O que é que produz estes deslocamentos? O calor. A eletricidade. Talvez outras causas que ainda desconhecemos. Algumas substâncias transformam-se espontaneamente, como o rádio tornando-se em chumbo ou o urânio tornando-se rádio, sem que toquemos nelas.
— Supõe então que possuam uma química muito adiantada?
— Estou certo disso. Também não existem tijolos elementares que não estejam ao alcance de suas mãos. Hidrogênio podem obtê-lo da água do mar. Azoto e carbônio, dos vegetais marinhos e fósforo e cálcio devem existir em abundância no depósito batíbico do fundo do oceano. Com processos adequados e os conhecimentos necessários, o que não poderiam eles produzir?
O doutor começara uma dissertação sobre a química quando Manda entrou, saudando-nos amistosamente. Vinha com ele o mesmo velho de aparência venerável que havíamos visto na noite anterior. Ele deveria ter reputação de erudito, pois dirigiu-nos a palavra em várias línguas diferentes, mas que nos eram todas igualmente ininteligíveis. Encolheu os ombros então e falou com Manda, que deu uma ordem aos dois criados que ainda esperavam na porta. Imediatamente estes desapareceram, voltando dali a pouco com uma curiosa tela suportada por dois postes laterais. Tinha grande semelhança com nossas telas de cinema, mas era recoberta de um material brilhante que cintilava à luz.
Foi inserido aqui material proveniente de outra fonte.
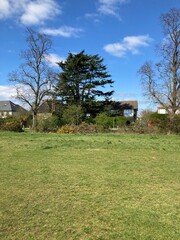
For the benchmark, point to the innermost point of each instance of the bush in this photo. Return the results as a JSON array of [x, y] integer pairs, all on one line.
[[86, 128], [49, 124], [66, 129], [103, 121], [11, 124], [72, 115]]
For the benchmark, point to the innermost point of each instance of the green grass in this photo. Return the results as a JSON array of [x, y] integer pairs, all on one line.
[[89, 186]]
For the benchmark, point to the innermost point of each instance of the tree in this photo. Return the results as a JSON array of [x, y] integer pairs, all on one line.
[[34, 78], [82, 78], [161, 82]]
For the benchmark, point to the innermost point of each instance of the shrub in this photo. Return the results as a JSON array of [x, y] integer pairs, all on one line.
[[66, 129], [86, 128], [72, 115], [49, 124], [11, 124], [103, 121]]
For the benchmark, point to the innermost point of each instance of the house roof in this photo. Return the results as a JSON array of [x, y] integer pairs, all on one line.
[[8, 106], [125, 105], [48, 106]]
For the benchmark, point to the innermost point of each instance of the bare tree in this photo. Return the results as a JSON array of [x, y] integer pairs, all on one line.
[[34, 78], [161, 82]]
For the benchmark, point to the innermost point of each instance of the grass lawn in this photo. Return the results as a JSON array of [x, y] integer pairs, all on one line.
[[104, 186]]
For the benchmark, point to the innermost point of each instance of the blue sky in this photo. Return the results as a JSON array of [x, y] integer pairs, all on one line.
[[123, 32]]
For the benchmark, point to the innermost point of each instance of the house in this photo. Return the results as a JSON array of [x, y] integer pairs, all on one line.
[[125, 108], [114, 108], [47, 108], [163, 110], [8, 108]]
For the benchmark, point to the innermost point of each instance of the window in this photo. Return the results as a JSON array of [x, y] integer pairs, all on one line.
[[128, 112]]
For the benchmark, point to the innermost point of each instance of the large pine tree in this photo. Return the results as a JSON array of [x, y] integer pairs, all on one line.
[[82, 78]]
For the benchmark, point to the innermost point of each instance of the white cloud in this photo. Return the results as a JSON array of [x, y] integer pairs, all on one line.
[[129, 44], [110, 7], [7, 92], [4, 9], [29, 12], [52, 59], [64, 31]]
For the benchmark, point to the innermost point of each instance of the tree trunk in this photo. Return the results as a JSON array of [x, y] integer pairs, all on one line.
[[34, 125]]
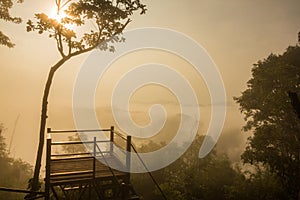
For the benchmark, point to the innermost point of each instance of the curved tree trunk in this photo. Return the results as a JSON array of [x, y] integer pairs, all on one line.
[[43, 119]]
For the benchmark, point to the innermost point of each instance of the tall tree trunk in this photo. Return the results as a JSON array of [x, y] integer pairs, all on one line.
[[35, 181]]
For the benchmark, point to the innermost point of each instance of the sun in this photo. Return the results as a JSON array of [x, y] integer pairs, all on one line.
[[58, 16]]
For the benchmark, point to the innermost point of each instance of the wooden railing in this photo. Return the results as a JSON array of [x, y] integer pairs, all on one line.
[[115, 139]]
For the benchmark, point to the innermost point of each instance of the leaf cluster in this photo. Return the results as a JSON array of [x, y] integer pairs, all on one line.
[[5, 6], [270, 115]]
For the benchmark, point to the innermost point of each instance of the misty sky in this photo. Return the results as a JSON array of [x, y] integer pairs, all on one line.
[[236, 33]]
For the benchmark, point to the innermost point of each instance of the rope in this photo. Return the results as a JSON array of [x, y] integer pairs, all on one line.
[[150, 174]]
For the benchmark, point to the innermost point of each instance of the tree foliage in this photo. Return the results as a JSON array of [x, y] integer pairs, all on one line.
[[5, 6], [80, 26], [270, 115], [14, 173], [189, 177]]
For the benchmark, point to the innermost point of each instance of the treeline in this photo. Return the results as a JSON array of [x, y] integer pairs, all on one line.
[[14, 173], [210, 178]]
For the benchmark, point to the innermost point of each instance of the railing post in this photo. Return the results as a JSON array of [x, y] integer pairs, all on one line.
[[128, 156], [48, 160], [94, 160], [111, 140]]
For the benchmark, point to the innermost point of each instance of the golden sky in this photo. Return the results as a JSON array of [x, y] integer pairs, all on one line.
[[236, 33]]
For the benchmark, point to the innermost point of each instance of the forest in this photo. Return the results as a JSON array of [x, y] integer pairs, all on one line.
[[269, 166]]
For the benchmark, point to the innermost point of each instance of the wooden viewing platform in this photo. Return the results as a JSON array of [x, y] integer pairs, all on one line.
[[88, 175]]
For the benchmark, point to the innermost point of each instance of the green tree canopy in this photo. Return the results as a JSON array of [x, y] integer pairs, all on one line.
[[272, 118], [14, 173], [5, 6], [106, 20]]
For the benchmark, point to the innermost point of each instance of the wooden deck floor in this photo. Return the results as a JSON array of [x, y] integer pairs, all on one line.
[[74, 170]]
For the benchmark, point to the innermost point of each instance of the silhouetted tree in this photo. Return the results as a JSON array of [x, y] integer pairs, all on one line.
[[5, 6], [272, 118], [14, 173], [109, 17], [189, 177]]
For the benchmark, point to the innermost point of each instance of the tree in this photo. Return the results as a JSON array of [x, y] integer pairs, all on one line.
[[5, 6], [256, 184], [13, 172], [189, 177], [109, 17], [269, 113]]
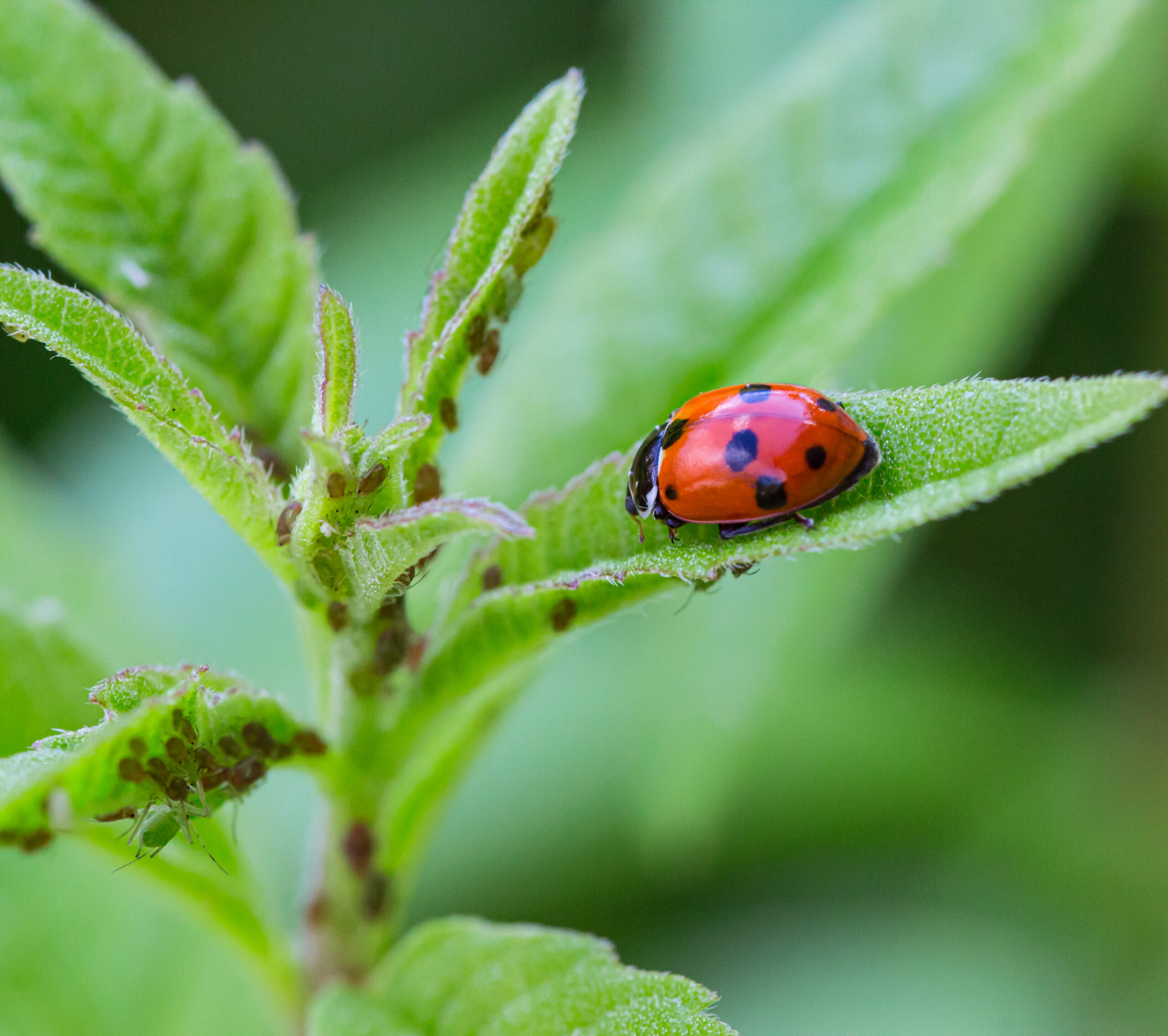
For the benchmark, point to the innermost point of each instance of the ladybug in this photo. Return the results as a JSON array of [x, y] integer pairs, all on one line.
[[748, 457]]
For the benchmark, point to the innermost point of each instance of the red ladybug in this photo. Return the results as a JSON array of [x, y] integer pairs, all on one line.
[[748, 457]]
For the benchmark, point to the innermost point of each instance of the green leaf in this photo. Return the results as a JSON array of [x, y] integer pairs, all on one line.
[[142, 188], [462, 977], [170, 735], [339, 362], [825, 230], [500, 234], [44, 672], [381, 549], [944, 450], [152, 393]]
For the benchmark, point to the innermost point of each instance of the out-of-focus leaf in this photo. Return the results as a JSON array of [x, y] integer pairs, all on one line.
[[168, 734], [464, 976], [44, 674], [500, 234], [142, 188], [776, 247], [944, 449], [152, 393]]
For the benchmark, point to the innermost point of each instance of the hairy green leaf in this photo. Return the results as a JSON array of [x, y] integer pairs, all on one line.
[[381, 549], [44, 673], [500, 234], [168, 735], [338, 362], [944, 450], [152, 393], [143, 189], [858, 186], [463, 976]]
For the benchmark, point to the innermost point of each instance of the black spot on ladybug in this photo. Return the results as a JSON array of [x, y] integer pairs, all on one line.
[[770, 494], [742, 450], [562, 613], [673, 431]]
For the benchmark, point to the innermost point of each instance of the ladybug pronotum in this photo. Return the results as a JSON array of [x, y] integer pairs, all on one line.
[[748, 457]]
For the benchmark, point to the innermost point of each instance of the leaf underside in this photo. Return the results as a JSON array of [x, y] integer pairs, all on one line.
[[463, 977], [143, 189]]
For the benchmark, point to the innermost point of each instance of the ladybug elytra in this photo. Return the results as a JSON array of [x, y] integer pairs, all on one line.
[[748, 457]]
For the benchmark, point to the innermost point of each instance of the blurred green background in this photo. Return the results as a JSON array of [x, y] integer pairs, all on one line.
[[921, 789]]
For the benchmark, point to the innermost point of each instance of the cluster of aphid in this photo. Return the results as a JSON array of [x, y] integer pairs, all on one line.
[[191, 769]]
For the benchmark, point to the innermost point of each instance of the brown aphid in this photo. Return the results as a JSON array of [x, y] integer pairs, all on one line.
[[389, 651], [562, 613], [374, 895], [178, 790], [358, 846], [206, 759], [476, 335], [176, 749], [338, 616], [285, 521], [310, 743], [36, 840], [370, 481], [448, 414], [131, 770], [245, 775], [427, 484], [490, 352], [256, 736]]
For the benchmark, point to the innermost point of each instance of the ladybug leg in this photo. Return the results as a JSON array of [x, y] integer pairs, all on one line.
[[728, 531]]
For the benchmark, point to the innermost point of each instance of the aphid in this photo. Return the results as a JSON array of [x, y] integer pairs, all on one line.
[[370, 481], [309, 742], [490, 352], [427, 484], [256, 736], [131, 770], [448, 414], [476, 335], [748, 457], [177, 749], [285, 521], [157, 769], [562, 613], [338, 616], [357, 845]]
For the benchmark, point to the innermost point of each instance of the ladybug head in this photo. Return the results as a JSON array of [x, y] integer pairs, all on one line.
[[641, 499]]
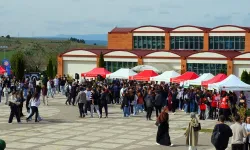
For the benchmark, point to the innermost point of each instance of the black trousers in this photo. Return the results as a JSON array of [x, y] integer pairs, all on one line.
[[34, 110], [157, 110], [149, 112], [105, 109], [81, 109], [237, 146], [14, 112], [87, 107]]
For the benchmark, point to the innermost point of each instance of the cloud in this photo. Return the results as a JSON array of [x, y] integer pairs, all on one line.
[[48, 17]]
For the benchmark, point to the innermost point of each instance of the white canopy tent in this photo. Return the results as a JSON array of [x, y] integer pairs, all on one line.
[[165, 76], [197, 81], [231, 83], [122, 73], [141, 68]]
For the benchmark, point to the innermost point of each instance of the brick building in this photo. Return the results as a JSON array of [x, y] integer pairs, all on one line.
[[185, 48]]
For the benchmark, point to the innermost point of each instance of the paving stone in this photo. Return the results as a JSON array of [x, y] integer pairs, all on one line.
[[106, 145]]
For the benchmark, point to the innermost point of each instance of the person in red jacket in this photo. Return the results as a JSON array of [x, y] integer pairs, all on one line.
[[214, 105], [224, 107], [202, 108]]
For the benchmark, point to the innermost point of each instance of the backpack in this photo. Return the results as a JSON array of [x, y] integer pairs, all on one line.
[[215, 138]]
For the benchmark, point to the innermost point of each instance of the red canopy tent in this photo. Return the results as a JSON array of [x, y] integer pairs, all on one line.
[[184, 77], [95, 72], [2, 70], [144, 75], [217, 78]]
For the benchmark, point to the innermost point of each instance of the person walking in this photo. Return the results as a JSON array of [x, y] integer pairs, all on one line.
[[149, 104], [191, 134], [34, 103], [239, 133], [158, 103], [162, 122], [246, 125], [103, 103], [95, 101], [6, 92], [225, 133], [81, 100]]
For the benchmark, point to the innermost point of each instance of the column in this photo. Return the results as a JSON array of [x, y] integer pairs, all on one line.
[[230, 67], [140, 60], [206, 42], [167, 41], [59, 66], [247, 42], [183, 65]]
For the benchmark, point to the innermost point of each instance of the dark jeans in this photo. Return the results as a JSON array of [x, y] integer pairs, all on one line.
[[237, 146], [87, 107], [81, 109], [157, 110], [14, 112], [149, 112], [105, 108], [34, 110]]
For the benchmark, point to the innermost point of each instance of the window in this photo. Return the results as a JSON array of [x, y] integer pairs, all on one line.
[[227, 42], [113, 66], [207, 68], [187, 42], [149, 42]]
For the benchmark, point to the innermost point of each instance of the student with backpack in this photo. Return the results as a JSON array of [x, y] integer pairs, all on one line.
[[221, 134]]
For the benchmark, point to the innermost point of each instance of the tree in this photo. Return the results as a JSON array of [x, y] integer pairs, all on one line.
[[101, 61], [50, 70], [18, 64], [244, 76]]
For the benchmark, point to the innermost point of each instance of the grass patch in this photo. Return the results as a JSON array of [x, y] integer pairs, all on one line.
[[203, 130]]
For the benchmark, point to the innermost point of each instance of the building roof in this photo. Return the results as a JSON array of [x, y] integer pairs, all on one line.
[[131, 29], [142, 52]]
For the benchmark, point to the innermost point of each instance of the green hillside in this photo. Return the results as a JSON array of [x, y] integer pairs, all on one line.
[[54, 46]]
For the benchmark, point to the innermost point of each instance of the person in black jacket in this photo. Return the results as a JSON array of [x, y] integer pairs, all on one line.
[[149, 103], [103, 103], [125, 104], [225, 133], [158, 103]]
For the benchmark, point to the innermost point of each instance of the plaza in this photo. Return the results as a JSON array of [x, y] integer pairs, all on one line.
[[62, 129]]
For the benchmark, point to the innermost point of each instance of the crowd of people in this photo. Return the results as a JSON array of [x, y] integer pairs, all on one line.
[[133, 97]]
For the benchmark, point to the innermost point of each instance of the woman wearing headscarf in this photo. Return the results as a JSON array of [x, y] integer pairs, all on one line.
[[163, 137], [192, 134]]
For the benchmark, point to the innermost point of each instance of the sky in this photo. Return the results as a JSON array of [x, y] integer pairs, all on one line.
[[27, 18]]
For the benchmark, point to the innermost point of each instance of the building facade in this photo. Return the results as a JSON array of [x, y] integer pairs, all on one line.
[[184, 48]]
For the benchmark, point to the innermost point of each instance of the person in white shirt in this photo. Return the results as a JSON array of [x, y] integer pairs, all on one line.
[[34, 103], [6, 92]]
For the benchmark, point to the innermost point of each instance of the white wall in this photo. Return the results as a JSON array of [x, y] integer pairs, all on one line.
[[187, 29], [148, 29], [228, 28], [239, 68], [71, 67], [227, 34], [165, 66], [186, 34], [120, 53], [162, 54], [148, 34], [79, 52], [207, 55], [207, 61]]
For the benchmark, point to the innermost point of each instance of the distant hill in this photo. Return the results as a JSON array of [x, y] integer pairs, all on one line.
[[98, 39]]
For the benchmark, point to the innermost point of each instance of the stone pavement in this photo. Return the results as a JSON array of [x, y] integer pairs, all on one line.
[[61, 129]]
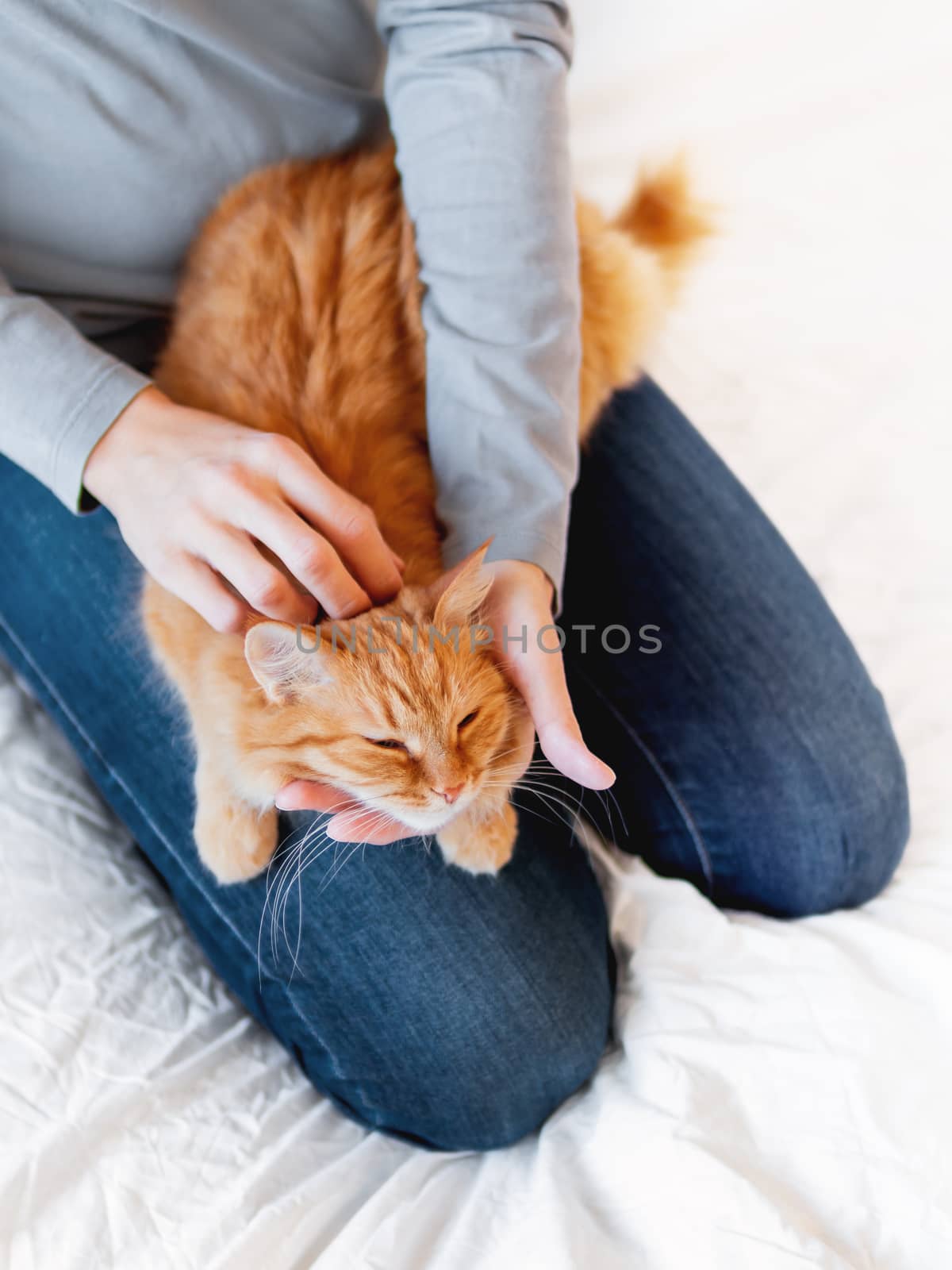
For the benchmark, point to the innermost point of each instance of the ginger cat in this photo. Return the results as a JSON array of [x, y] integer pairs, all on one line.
[[300, 315]]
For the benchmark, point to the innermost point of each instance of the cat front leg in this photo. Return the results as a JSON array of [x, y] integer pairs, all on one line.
[[480, 838], [235, 841]]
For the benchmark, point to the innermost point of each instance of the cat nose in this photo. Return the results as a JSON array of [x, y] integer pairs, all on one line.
[[451, 794]]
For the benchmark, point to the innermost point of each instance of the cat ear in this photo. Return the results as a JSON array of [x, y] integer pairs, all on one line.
[[463, 590], [285, 660]]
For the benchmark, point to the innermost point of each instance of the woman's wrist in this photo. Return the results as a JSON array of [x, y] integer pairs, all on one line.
[[102, 475]]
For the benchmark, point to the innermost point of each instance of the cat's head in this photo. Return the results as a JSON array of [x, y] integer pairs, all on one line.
[[404, 708]]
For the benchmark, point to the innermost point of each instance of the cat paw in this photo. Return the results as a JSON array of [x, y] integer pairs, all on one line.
[[480, 845], [235, 841]]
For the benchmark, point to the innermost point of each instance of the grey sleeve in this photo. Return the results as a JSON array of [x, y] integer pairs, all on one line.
[[476, 98], [59, 393]]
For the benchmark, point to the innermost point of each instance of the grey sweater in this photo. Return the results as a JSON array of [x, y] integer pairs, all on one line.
[[124, 121]]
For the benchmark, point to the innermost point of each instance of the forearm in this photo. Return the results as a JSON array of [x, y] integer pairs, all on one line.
[[476, 97], [59, 393]]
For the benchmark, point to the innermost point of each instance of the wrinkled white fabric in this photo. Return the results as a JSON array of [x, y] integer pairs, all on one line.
[[780, 1095]]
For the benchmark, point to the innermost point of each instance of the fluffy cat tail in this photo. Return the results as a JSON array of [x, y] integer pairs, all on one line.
[[664, 216]]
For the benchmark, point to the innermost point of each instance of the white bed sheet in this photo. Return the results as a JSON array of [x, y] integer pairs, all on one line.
[[781, 1091]]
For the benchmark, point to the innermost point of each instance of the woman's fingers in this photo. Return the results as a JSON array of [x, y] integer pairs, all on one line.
[[266, 588], [347, 524], [353, 822], [200, 587], [309, 556], [313, 797], [520, 602], [539, 677], [366, 826]]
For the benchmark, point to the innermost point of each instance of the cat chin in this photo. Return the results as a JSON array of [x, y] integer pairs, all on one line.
[[432, 822]]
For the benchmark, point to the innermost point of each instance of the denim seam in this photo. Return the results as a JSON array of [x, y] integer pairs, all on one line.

Colocaram-na de encontro a uma das paredes. O ancião afastou-se dela um número certo de passos e marcou o lugar no chão. Daí ele se voltou para Maracot e tocou sua testa, apontando para a tela.
Maracot abanou a cabeça para mostrar nossa perplexidade. Pareceu por um momento que o ancião ficara no mesmo estado. Mas subitamente pareceu ter uma idéia. Apontou para a sua própria pessoa, e voltando-se em seguida para a tela fixou nela os olhos parecendo concentrar a atenção. Quase imediatamente surgiu na tela, à nossa frente, a figura dele próprio. Apontou em seguida para nós e dali a um momento surgia a imagem do nosso pequeno grupo em lugar da sua. Não se parecia muito conosco, é verdade. Scanlan tinha a aparência de um cômico chinês e Maracot a de um cadáver, mas via-se claramente que deveríamos ser nós mesmos, tais como aparecíamos aos olhos do operador.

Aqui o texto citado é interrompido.